Plus, I’ve been busy with other things—in particular, a pilot QlikTech implementation at a Very Large Company that shall remain nameless. Results have been astonishing—we were able to deliver a cross sell analysis in hours that the client had been working on for years using conventional business intelligence technology. A client analyst, with no training beyond a written tutorial, was then able to extend that analysis with new reports, data views and drill-downs in an afternoon. Of course, it helped that the source data itself was already available, but QlikTech still removes a huge amount of effort from the delivery part of the process.

The IT world hasn’t quite recognized how revolutionary QlikTech is, but it’s starting to see the light: Gartner has begun covering them and there was a recent piece in InformationWeek. I’ll brag a bit and point out that my own coverage began much sooner: see my DM News review of July 2005 (written before we became resellers).

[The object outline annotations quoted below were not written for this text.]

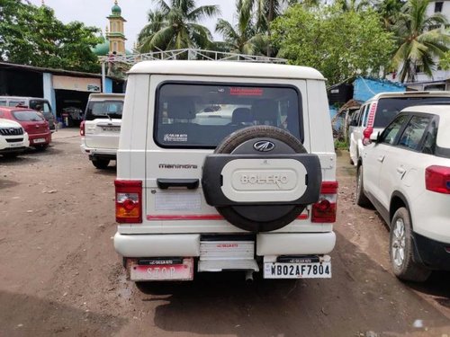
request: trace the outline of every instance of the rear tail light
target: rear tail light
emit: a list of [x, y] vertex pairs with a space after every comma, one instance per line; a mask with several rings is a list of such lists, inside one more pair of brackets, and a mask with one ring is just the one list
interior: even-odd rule
[[312, 205], [311, 222], [336, 222], [338, 182], [323, 182], [319, 201]]
[[363, 145], [369, 145], [372, 141], [370, 140], [370, 135], [374, 132], [374, 128], [365, 128], [363, 131]]
[[427, 190], [444, 194], [450, 194], [450, 167], [432, 165], [425, 170], [425, 186]]
[[116, 180], [115, 220], [121, 224], [142, 222], [142, 182]]
[[363, 145], [369, 145], [372, 141], [370, 140], [370, 135], [374, 132], [374, 121], [375, 120], [375, 111], [377, 103], [372, 103], [369, 111], [369, 116], [367, 116], [367, 127], [363, 131]]

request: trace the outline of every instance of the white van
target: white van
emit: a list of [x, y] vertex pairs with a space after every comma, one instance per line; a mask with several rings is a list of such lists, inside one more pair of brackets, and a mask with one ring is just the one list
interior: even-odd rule
[[315, 69], [145, 61], [129, 73], [116, 251], [135, 281], [330, 278], [336, 155]]
[[80, 124], [81, 152], [97, 169], [116, 159], [121, 132], [123, 93], [91, 93]]
[[350, 159], [361, 165], [364, 147], [372, 134], [382, 132], [404, 108], [414, 105], [450, 104], [450, 92], [380, 93], [364, 102], [349, 127]]

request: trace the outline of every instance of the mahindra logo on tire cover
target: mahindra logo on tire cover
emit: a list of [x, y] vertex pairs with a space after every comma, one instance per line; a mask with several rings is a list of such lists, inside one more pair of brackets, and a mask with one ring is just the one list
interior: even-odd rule
[[275, 148], [275, 145], [268, 140], [260, 140], [253, 145], [253, 148], [259, 152], [269, 152]]

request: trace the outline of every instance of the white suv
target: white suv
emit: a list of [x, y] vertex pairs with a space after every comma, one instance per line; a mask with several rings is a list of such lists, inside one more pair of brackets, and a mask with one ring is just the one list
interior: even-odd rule
[[29, 146], [28, 133], [19, 123], [0, 119], [0, 155], [14, 158]]
[[382, 131], [404, 108], [450, 103], [450, 92], [381, 93], [366, 101], [350, 122], [350, 159], [356, 166], [370, 136]]
[[356, 202], [368, 201], [391, 227], [395, 275], [423, 281], [450, 270], [450, 113], [448, 105], [410, 107], [366, 146]]
[[116, 251], [131, 280], [263, 270], [330, 278], [338, 182], [325, 79], [309, 67], [146, 61], [129, 73]]
[[98, 169], [116, 159], [121, 132], [123, 93], [91, 93], [80, 124], [81, 152]]

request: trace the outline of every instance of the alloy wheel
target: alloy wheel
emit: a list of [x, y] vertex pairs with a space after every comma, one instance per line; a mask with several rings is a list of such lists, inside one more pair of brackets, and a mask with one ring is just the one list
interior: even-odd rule
[[406, 234], [405, 224], [402, 218], [398, 218], [395, 221], [392, 229], [392, 260], [397, 266], [401, 266], [405, 261], [405, 246], [406, 246]]

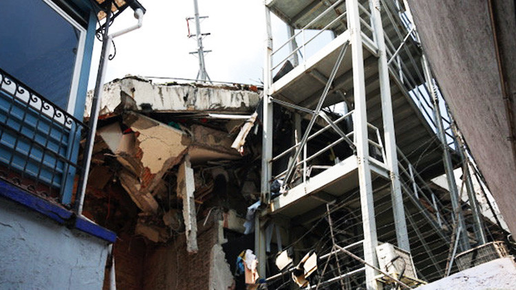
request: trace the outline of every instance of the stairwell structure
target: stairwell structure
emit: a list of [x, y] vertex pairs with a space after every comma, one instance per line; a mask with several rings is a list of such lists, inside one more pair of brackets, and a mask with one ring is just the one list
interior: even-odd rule
[[[436, 243], [447, 247], [450, 223], [458, 219], [458, 247], [469, 248], [453, 177], [458, 157], [449, 146], [453, 136], [444, 125], [449, 121], [440, 115], [436, 85], [402, 3], [266, 0], [264, 9], [261, 201], [266, 206], [255, 221], [259, 273], [266, 272], [267, 223], [308, 224], [324, 214], [327, 204], [356, 192], [347, 206], [360, 209], [360, 242], [367, 263], [378, 266], [379, 241], [409, 252], [411, 245], [422, 245], [418, 247], [430, 252], [431, 271], [442, 276], [444, 265], [433, 256], [433, 245], [421, 232], [432, 231]], [[271, 12], [287, 25], [286, 42], [273, 39]], [[323, 34], [332, 39], [321, 41]], [[321, 47], [308, 55], [310, 45]], [[327, 108], [343, 102], [347, 109], [337, 118], [330, 117]], [[279, 107], [280, 113], [292, 113], [294, 124], [292, 142], [285, 150], [290, 137], [273, 135], [278, 122], [274, 110]], [[336, 136], [334, 142], [322, 148], [312, 145], [330, 132]], [[342, 148], [350, 153], [329, 165], [316, 162]], [[282, 159], [288, 161], [281, 163]], [[454, 188], [451, 213], [443, 211], [426, 186], [444, 173]], [[272, 197], [271, 185], [277, 180], [282, 190]], [[378, 201], [389, 197], [391, 209], [379, 208]], [[416, 215], [422, 223], [416, 223]], [[380, 230], [387, 223], [394, 229]], [[409, 235], [407, 223], [417, 234]], [[370, 267], [364, 271], [367, 289], [378, 289], [379, 273]]]

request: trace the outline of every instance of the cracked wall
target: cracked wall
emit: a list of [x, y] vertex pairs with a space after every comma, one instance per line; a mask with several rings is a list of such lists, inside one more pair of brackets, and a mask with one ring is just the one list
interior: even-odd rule
[[102, 289], [107, 242], [5, 199], [0, 228], [0, 288]]
[[[91, 111], [93, 91], [88, 92], [85, 117]], [[259, 100], [254, 86], [153, 84], [144, 78], [129, 76], [104, 85], [100, 115], [112, 113], [117, 107], [159, 111], [255, 111]], [[143, 104], [143, 106], [142, 106]]]

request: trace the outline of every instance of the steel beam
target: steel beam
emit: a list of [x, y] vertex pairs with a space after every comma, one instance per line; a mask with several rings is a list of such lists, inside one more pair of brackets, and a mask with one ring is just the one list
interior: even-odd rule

It will be interesting to watch the QlikTech story play out. There’s a theory that the big system integration consultancies won’t adopt QlikTech because it is too efficient: since projects that would have involved hundreds of billable hours can be completed in a day or two, the integrators won’t want to give up all that revenue. But I disagree for a couple of reasons: first of all, competitors (including internal IT) will start using QlikTech and the big firms will have to do the same to compete. Second, there is such a huge backlog of unmet needs for reporting systems that companies will still buy hundreds of hours of time; they’ll just get a lot more done for their money. Third, QlikTech will drive demand for technically-demanding data integration project to feed it information, and distribution infrastructures to use the results. These will still be big revenue generators for the integrators. So while the big integrators first reaction may be that QlikTech is a threat to their revenue, I’m pretty confident they’ll eventually see it gives them a way to deliver greater value to their clients and thus ultimately maintain or increase business volume.

I might post again tomorrow, but then I’ll be on vacation for two weeks. Enjoy the rest of the summer.